In a superb compendium of a piece about Aids in the London Review of Books, Tom Crewe describes how the search for treatment was impeded “by politics, by journalists, by squabbling and prejudice and injustice”. He describes victims victimised by hospitals, losing jobs and health insurance and being evicted from their homes. And there is no shortage of evidence of this punitive prejudice on the Aids memorial site. I was particularly struck by the moving photograph of a contemplative Ray Petri, the Buffalo stylist and designer who died in 1989, with a commentary by his friend, stylist Mitzi Lorenz, on how the Royal Free Hospital in Hampstead failed in their duty of care. She remembers feeling unable to talk about what was happening and being scared: “We had so little information about the disease other than those awful TV adverts of a tombstone falling to the ground.”

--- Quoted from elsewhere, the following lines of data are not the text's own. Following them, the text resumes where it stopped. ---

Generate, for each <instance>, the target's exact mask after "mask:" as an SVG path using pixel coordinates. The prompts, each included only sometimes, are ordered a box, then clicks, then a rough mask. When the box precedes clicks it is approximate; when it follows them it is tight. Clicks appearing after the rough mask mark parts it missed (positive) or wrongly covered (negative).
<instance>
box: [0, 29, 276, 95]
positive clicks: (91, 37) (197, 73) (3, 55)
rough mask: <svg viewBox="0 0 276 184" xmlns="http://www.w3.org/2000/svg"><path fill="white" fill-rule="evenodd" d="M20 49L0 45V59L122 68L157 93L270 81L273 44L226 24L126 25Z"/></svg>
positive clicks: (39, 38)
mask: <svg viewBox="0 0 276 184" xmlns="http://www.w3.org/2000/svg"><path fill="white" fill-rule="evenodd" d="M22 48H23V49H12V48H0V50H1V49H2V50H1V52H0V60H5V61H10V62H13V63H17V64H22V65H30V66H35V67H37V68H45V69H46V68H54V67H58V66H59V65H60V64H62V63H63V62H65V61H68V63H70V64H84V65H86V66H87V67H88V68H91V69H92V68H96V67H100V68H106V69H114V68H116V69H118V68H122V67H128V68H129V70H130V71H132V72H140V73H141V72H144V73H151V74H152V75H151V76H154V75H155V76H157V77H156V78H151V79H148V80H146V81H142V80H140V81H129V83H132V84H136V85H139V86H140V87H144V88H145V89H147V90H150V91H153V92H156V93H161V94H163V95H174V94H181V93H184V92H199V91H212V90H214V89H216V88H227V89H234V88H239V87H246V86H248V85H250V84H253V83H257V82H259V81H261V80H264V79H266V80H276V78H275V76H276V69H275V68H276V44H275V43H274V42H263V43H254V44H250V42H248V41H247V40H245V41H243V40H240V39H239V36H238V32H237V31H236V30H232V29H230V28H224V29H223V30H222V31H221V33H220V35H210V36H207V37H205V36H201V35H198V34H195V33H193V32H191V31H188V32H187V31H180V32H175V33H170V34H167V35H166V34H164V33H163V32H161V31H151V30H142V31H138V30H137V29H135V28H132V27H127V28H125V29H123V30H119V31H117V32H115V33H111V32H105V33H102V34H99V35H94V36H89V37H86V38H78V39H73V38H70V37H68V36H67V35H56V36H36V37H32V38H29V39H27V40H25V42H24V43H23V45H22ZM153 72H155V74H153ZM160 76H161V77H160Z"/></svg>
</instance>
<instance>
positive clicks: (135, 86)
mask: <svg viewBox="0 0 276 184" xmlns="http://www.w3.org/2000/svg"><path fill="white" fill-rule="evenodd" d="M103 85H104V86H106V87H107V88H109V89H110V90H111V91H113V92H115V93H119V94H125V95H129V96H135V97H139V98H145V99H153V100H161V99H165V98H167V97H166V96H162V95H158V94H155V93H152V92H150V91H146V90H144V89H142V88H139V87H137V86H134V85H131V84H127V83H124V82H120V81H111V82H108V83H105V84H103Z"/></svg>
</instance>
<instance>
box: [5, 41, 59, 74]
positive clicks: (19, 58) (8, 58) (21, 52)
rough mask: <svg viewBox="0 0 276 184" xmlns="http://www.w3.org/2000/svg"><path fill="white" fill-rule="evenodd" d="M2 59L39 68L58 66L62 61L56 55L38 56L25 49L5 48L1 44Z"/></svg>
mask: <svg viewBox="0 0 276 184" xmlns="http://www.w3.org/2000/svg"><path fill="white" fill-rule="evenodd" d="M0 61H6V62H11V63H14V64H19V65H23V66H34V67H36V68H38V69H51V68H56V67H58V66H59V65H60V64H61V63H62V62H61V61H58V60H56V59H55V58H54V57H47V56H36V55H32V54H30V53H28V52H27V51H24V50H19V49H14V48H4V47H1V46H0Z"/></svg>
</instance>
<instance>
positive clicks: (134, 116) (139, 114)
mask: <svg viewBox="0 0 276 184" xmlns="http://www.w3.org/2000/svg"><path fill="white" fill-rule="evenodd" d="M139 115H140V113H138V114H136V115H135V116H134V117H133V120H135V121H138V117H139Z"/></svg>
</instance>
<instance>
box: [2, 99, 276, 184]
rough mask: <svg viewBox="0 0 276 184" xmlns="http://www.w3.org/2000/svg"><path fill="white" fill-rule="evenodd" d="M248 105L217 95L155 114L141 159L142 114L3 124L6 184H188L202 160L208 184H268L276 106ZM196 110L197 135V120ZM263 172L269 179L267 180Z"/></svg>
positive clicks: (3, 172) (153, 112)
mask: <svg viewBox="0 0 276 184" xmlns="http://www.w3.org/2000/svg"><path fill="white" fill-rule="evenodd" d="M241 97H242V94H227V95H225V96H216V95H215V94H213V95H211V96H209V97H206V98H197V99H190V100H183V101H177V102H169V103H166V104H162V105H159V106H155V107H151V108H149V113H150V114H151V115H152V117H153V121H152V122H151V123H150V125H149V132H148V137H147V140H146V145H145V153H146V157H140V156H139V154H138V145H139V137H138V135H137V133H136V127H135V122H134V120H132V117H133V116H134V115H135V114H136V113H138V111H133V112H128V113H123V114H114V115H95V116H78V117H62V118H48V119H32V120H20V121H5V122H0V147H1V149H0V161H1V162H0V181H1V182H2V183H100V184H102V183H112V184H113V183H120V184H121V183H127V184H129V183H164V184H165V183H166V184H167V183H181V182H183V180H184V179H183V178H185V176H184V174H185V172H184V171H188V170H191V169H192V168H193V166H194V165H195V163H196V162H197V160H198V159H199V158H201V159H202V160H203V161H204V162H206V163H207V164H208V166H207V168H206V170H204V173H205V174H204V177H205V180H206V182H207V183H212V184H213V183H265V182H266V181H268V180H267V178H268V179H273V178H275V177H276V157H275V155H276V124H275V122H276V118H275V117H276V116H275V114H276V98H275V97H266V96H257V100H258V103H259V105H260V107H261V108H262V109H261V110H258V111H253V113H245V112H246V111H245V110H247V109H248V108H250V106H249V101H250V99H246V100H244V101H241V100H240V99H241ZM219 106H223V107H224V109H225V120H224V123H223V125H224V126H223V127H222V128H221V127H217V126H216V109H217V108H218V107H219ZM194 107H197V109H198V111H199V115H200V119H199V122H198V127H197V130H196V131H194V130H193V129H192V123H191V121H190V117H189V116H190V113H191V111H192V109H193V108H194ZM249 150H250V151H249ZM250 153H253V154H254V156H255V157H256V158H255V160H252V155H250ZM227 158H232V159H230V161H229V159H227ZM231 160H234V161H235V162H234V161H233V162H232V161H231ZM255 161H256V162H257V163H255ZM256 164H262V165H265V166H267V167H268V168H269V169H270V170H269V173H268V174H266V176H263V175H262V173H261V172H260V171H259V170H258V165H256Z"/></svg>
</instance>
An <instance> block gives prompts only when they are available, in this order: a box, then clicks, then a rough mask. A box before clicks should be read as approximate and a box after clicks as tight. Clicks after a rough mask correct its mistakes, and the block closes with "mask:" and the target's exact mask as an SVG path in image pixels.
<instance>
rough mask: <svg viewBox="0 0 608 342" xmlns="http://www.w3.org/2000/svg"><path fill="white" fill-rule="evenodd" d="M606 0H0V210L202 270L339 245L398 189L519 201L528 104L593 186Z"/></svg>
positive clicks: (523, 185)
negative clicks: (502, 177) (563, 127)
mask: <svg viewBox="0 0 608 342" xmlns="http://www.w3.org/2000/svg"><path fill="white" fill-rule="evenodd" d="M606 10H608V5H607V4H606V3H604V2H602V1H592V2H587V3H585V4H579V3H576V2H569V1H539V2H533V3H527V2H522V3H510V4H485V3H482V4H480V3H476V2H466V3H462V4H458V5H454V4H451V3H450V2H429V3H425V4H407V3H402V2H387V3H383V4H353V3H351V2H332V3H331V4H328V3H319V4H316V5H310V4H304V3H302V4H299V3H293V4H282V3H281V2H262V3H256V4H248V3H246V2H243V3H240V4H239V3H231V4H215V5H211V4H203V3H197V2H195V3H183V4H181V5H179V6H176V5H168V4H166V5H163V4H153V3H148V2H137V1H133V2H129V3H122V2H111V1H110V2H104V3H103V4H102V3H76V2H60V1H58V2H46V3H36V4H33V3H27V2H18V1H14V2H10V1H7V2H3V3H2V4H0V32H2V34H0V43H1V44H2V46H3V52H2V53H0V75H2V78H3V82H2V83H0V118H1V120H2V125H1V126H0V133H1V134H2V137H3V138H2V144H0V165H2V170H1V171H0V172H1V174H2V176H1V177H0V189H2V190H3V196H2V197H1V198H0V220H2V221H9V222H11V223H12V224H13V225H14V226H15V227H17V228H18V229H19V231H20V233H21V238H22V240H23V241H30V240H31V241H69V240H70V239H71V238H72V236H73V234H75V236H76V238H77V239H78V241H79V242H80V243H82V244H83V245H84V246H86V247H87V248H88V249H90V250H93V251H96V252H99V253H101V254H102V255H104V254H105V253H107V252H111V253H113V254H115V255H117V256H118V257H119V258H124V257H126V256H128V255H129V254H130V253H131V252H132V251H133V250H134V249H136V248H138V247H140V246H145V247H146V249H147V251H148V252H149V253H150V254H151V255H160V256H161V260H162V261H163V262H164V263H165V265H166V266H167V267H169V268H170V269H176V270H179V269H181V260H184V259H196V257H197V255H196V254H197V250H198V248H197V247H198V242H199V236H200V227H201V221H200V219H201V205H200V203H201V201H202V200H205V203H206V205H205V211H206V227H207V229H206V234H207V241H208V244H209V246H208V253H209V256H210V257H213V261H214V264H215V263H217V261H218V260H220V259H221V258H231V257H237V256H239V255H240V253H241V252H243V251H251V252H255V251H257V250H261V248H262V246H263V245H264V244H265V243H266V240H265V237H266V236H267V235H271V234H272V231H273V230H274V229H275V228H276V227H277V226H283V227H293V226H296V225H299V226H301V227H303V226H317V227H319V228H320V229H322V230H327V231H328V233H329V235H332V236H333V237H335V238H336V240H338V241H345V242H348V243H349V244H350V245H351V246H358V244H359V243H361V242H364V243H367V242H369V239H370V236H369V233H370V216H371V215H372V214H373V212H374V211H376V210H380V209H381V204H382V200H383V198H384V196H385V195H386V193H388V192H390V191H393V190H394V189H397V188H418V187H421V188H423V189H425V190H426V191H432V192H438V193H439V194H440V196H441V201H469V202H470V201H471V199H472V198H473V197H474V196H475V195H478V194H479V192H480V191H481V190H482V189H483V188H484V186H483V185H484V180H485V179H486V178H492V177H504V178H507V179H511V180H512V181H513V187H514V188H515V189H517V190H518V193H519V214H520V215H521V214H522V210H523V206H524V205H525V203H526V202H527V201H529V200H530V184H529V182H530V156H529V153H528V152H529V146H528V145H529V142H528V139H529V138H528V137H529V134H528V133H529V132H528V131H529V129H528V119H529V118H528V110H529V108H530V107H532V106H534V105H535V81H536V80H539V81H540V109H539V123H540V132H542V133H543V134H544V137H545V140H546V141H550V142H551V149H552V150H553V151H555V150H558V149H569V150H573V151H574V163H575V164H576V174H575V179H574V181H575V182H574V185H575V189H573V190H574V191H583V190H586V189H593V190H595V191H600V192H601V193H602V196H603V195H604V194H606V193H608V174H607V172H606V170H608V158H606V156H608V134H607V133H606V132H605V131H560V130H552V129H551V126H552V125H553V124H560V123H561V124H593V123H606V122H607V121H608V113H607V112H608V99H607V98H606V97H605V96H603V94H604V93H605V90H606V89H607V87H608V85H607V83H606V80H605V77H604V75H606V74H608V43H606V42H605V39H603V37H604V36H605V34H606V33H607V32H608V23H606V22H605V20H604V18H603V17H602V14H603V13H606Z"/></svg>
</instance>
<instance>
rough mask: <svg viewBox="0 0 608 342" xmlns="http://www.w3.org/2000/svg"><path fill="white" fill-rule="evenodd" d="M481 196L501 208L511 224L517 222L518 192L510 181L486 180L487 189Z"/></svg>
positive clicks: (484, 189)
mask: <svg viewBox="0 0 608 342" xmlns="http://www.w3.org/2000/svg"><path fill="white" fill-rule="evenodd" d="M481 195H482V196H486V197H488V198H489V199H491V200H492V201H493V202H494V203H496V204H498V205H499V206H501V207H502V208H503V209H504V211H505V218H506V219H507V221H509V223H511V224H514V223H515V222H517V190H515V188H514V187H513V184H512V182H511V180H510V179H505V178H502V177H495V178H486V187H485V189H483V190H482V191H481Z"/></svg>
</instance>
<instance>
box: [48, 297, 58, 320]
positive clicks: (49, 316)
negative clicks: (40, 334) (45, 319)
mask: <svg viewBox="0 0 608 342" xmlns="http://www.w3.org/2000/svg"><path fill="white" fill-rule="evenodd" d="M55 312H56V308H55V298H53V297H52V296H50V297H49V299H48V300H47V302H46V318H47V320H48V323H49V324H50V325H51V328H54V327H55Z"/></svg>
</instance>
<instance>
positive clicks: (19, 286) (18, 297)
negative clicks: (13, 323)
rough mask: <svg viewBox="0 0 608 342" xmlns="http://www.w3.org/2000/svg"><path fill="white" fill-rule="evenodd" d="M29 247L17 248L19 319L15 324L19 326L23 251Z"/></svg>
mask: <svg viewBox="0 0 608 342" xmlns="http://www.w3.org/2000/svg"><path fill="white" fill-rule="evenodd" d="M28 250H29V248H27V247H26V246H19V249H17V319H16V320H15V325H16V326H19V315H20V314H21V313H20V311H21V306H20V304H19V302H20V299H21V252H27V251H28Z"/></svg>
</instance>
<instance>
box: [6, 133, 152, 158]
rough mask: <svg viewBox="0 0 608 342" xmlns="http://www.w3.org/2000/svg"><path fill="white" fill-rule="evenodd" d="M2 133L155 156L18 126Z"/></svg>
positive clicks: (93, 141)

Nora Burns, a New York-based actor, has posted a tender, handwritten note in pencilled capital letters from her best friend, David, whom she met aged 17. He got Aids at 24 and died, in 1993, when they were 31. She describes him as a “hustler” and an “artist” and has made a one-man show, David’s Friend, about him, a hit in New York which, she hopes, is coming to London. Her voice is not always steady as she recalls: “We had a shorthand for how we talked, the same dark humour. He was sexual and handsome and unique – so ahead of his time.” She remembers how every day’s newspaper, in the early 90s, brought news of another friend’s death in its obituaries column. She believes we are now having a massive delayed reaction to the epidemic. In her show she declares: “The PTSD is wearing off… there’s a realisation of our losses, losses we were too young and overwhelmed to take in, goodbyes we didn’t get to say, ‘I love yous’ that came too late.” She tells me: “It’s a bit like the Holocaust. Twenty years later and you go: what the fuck happened?”

The Aids memorial is full of harrowing surprises, such as the post by Ashlee Foster about her addict mother in which she addresses her as though she were still alive: “I was nervous that you would get high and forget about me.” It is necessary to tell her mother’s story but she admits, “what’s hard is the judgment I receive once I tell people my parents died from Aids. They either assume I have it or shun me because they don’t know my status.” Yet she has also had “awesome” feedback. “Aids took everything from me and made me an orphan. I will never downplay this horrible epidemic.”

You might assume the contemplation of all these deaths would turn mawkish but, as Stuart rightly claims, the feed is not depressing: “Ironically, it’s the opposite.” The feed’s brave hashtag, “what is remembered lives”, is endlessly appropriate. Yet, when I ask about posting these stories day-in, day-out, he admits: “It’s difficult. Sometimes, I feel too emotionally drained to continue. However, I sleep on it. I don’t stop. There’s more to each post than death. I’m reminded to live life to the full, appreciate the people closest to me, be more compassionate, less judgmental, not to sweat the small stuff. I relapse constantly but these daily reminders call me to action.”

The Aids memorial and its gallery of fleeting faces is a reminder of a different kind too. In particular, it recalls Derek Jarman who wondered whether (in his Aids journal, Smiling in Slow Motion) he should be seeking “deep” thoughts in the face of death but concluded: “The surface is more interesting and alive like the skin”. It is a site that sees depth in the surface image, in the snapshot of the beloved. Oscar Wilde would also have approved for, as he observed with taunting truthfulness: “It is only shallow people who do not judge by appearances. The true mystery of the world is the visible, not the invisible.”